Authors: Mark Roberts
‘Go on, beat it back to the house now!’ Adam held his finger to his lips and whispered, ‘Ssshhh!’
When Abey was out in the snow, Adam closed the door and pulled the bolt over. He took out his mobile phone and connected to the one contact on it. AG.
‘I want more, more of the same, Angel Gabriel.’ He spoke to the ringing of the phone. The phone had one function. To manipulate Gabriel. It rang out. Gabriel wasn’t picking up, was probably too weak to get out of bed.
Adam disconnected and placed the axe back on the wall.
When his phone rang out, a wave of shock hit him. Gabriel was under strict instructions never to ring him. He guessed at a cold call from some PPI repayment scammers but was shocked to see ‘AG’ on the display.
Adam connected and said, ‘Do you realise you’ve just
disobeyed
me?’ There was silence. ‘Do you realise that actions have consequences?’ Silence. It sounded like AG’s place – the sour ambience, the hollow spaces. Coldness crept across Adam’s skin as footsteps echoed in another room and men spoke in the background. ‘Are you there?’ Something was wrong. ‘Talk to me.’
He disconnected, stared at the phone and wondered if Gabriel had visitors and if so, who they were. He unbolted the shed door and locked it on the outside. Looking up the garden, he felt the first wave of giddy panic crash inside him as a police siren sounded, passing the front of the house.
He had made a call and that call had been returned to the same place. His shed. Adam looked at the sky. Satellites. Calls could be pinned down to the shed.
In the distance he heard more sirens, but the loudest siren was inside his head.
As Clay walked into the main room of Huddersfield’s flat in 777 Croxteth Road, she picked up the buzz of excitement in the air.
‘I was just about to call you, Eve,’ said Mason.
The floor was filling with three categories of Huddersfield’s possessions.
Paints, canvases, brushes, modelling plaster, books, magazines, prints.
Statues of saints, crucifixes, Bibles, pictures of Jesus, pamphlets, books on spirituality.
Ropes, chains, knives, vibrators, magazines, whips, handcuffs, ankle shackles.
Art. Religion. Sex.
‘Good God, you’ve been working hard,’ said Clay.
Mason held out a small, cheap phone. ‘Huddersfield’s mobile.’
Clay walked over to him and squinted at the eleven digits on the display panel.

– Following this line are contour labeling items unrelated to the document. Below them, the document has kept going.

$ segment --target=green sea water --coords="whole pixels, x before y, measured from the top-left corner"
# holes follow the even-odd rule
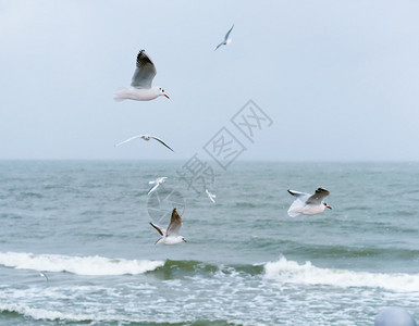
[[[214,166],[215,203],[183,163],[0,162],[0,325],[419,319],[419,163]],[[318,187],[333,210],[289,217],[286,190]],[[173,205],[188,242],[155,246]]]

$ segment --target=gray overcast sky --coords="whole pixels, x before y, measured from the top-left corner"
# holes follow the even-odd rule
[[[0,159],[185,160],[252,99],[273,125],[241,138],[242,160],[419,160],[418,14],[416,0],[0,1]],[[140,49],[171,100],[113,101]],[[175,153],[113,147],[141,133]]]

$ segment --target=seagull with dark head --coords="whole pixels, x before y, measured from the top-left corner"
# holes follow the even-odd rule
[[[131,83],[132,88],[122,88],[116,91],[116,101],[134,100],[150,101],[160,96],[168,97],[161,87],[152,87],[152,79],[157,74],[156,66],[145,50],[137,55],[137,65]]]
[[[177,213],[176,209],[173,209],[172,217],[167,229],[163,229],[151,222],[150,225],[156,228],[156,230],[161,236],[161,238],[157,240],[155,244],[161,243],[172,246],[181,242],[187,242],[184,237],[177,235],[182,226],[182,217]]]
[[[119,143],[115,143],[115,147],[119,147],[119,146],[121,146],[121,145],[123,145],[125,142],[128,142],[128,141],[131,141],[133,139],[137,139],[137,138],[141,138],[141,139],[144,139],[146,141],[149,141],[150,139],[155,139],[155,140],[159,141],[162,146],[167,147],[172,152],[174,152],[174,150],[172,150],[172,148],[163,139],[160,139],[159,137],[156,137],[156,136],[143,135],[143,134],[141,135],[135,135],[135,136],[133,136],[133,137],[131,137],[128,139],[125,139],[125,140],[119,142]]]
[[[288,192],[296,197],[296,200],[293,202],[288,210],[288,215],[291,217],[295,217],[299,214],[316,215],[323,213],[325,208],[330,210],[332,209],[323,201],[323,199],[330,193],[329,190],[325,190],[323,188],[317,189],[315,195],[294,191],[289,189]]]

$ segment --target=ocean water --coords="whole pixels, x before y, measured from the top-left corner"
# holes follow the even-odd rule
[[[0,162],[0,325],[419,321],[419,163],[237,162],[215,204],[183,163]],[[318,187],[333,210],[289,217]],[[155,246],[173,205],[188,242]]]

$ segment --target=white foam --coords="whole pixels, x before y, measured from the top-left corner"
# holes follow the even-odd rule
[[[29,308],[27,305],[15,304],[15,303],[0,304],[0,312],[2,311],[15,312],[25,316],[29,316],[34,319],[49,319],[49,321],[66,319],[66,321],[73,321],[73,322],[95,319],[95,315],[62,313],[58,311],[48,311],[45,309]]]
[[[137,275],[164,265],[163,261],[109,259],[102,256],[69,256],[0,252],[0,265],[14,268],[70,272],[78,275]]]
[[[296,284],[371,287],[400,292],[419,291],[419,274],[384,274],[319,268],[310,262],[299,265],[297,262],[287,261],[285,258],[281,258],[276,262],[266,263],[264,277]]]

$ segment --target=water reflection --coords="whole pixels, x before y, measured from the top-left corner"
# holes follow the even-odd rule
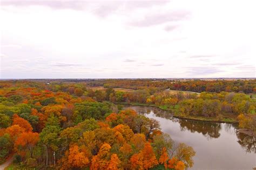
[[[188,130],[192,133],[197,132],[203,134],[207,139],[218,138],[220,136],[219,131],[221,129],[221,125],[219,123],[186,119],[179,119],[179,123],[181,131]]]
[[[256,153],[256,138],[239,132],[237,133],[237,136],[238,142],[246,152]]]
[[[220,138],[221,135],[220,132],[224,131],[226,133],[223,133],[222,135],[229,134],[237,136],[236,141],[246,153],[256,153],[256,138],[239,133],[237,129],[237,125],[178,119],[173,118],[171,113],[153,107],[134,106],[124,107],[124,108],[128,108],[134,110],[139,114],[149,114],[153,113],[157,117],[163,118],[170,120],[172,123],[178,123],[181,131],[188,131],[192,133],[197,132],[203,134],[207,140]]]

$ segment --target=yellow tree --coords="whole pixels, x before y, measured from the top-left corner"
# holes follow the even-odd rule
[[[166,148],[164,147],[162,149],[161,153],[161,156],[159,158],[159,163],[161,164],[164,164],[165,169],[167,169],[167,161],[169,159],[168,154],[166,152]]]

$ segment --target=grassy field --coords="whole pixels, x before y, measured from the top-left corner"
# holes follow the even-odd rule
[[[103,86],[99,86],[99,87],[89,87],[92,90],[106,90],[107,89],[104,88]],[[122,89],[122,88],[113,88],[113,90],[115,91],[121,91],[121,92],[131,92],[134,91],[133,89]]]
[[[180,90],[166,90],[165,91],[168,91],[170,92],[171,94],[176,94],[178,92],[182,92],[183,93],[186,94],[200,94],[200,93],[194,92],[190,92],[190,91],[180,91]]]
[[[126,103],[114,103],[114,104],[124,104],[124,105],[130,105],[133,106],[151,106],[159,108],[161,110],[169,111],[171,113],[173,113],[173,117],[177,118],[186,119],[194,120],[199,121],[211,121],[211,122],[217,122],[217,123],[235,123],[238,121],[236,119],[236,117],[231,117],[228,115],[223,115],[221,117],[219,118],[212,118],[212,117],[204,117],[199,116],[191,116],[188,115],[182,115],[179,112],[179,105],[175,105],[174,108],[170,107],[168,108],[166,106],[156,106],[153,104],[140,104],[137,103],[130,103],[129,104]]]

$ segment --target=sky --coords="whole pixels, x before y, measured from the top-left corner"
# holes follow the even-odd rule
[[[255,0],[0,1],[2,79],[255,77]]]

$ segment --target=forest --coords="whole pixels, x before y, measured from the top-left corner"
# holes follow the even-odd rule
[[[255,80],[0,81],[0,164],[11,157],[16,169],[187,169],[192,147],[122,104],[255,132]]]

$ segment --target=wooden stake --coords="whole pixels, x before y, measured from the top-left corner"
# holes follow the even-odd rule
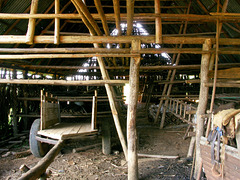
[[[60,2],[55,0],[55,14],[60,12]],[[60,19],[55,18],[55,28],[54,28],[54,44],[60,43]]]
[[[204,50],[209,50],[211,48],[211,40],[206,39],[203,44]],[[205,86],[205,83],[208,82],[208,68],[211,54],[202,55],[201,60],[201,85],[200,85],[200,93],[199,93],[199,104],[197,108],[197,127],[196,127],[196,161],[195,161],[195,171],[194,177],[197,177],[199,168],[201,166],[201,153],[200,153],[200,139],[203,135],[203,118],[201,115],[205,114],[207,108],[207,100],[208,100],[208,87]]]
[[[141,48],[140,41],[132,42],[132,50]],[[138,179],[138,156],[137,156],[137,130],[136,130],[136,112],[139,89],[139,67],[140,55],[138,58],[131,58],[130,64],[130,91],[128,112],[127,112],[127,139],[128,139],[128,179]]]
[[[155,0],[155,14],[159,15],[155,20],[155,34],[156,34],[156,43],[162,44],[162,19],[161,19],[161,5],[159,0]]]
[[[32,0],[30,14],[36,14],[38,8],[38,0]],[[26,43],[33,44],[34,33],[35,33],[35,22],[36,19],[29,18],[28,30],[26,34]]]

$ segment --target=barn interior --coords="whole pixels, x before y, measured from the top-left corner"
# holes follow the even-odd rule
[[[213,116],[239,108],[239,12],[239,0],[0,0],[1,154],[56,97],[58,109],[46,114],[108,129],[103,152],[112,153],[115,136],[131,180],[139,178],[137,126],[163,131],[181,121],[199,179],[202,167],[215,167],[200,148]],[[39,141],[61,149],[62,136],[53,139]],[[222,177],[239,178],[224,169]]]

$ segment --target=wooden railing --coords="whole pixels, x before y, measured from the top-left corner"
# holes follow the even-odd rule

‘I think the First Born called.’ Mason smiled. ‘I answered a call to Huddersfield’s phone, I played the silent card, the caller hung up. But this number came on the display.’
‘When did this happen?’ asked Clay.
‘A minute ago. We’re already on to the service provider and should have a name and address within the next few minutes.’
‘Did you call back?’
‘I did.’
‘And did the caller speak?’
‘Yes. He said,
Do you realise you’ve just disobeyed me?
Then something about actions having consequences. I bet it’s Huddersfield’s sadomasochistic other half.’
‘You have this taped?’
‘Of course.’
‘Hey, Terry!’ A voice from another room called.
It felt as if the coldness of the entire house had manifested itself as an invisible finger that brushed the back of her neck. A name was coming and with that name an address, an identity...
A face framed in a white hood peered from the doorway. She watched the mouth picked out by a landing light, a mouth that seemed disembodied, and the effect was chilling.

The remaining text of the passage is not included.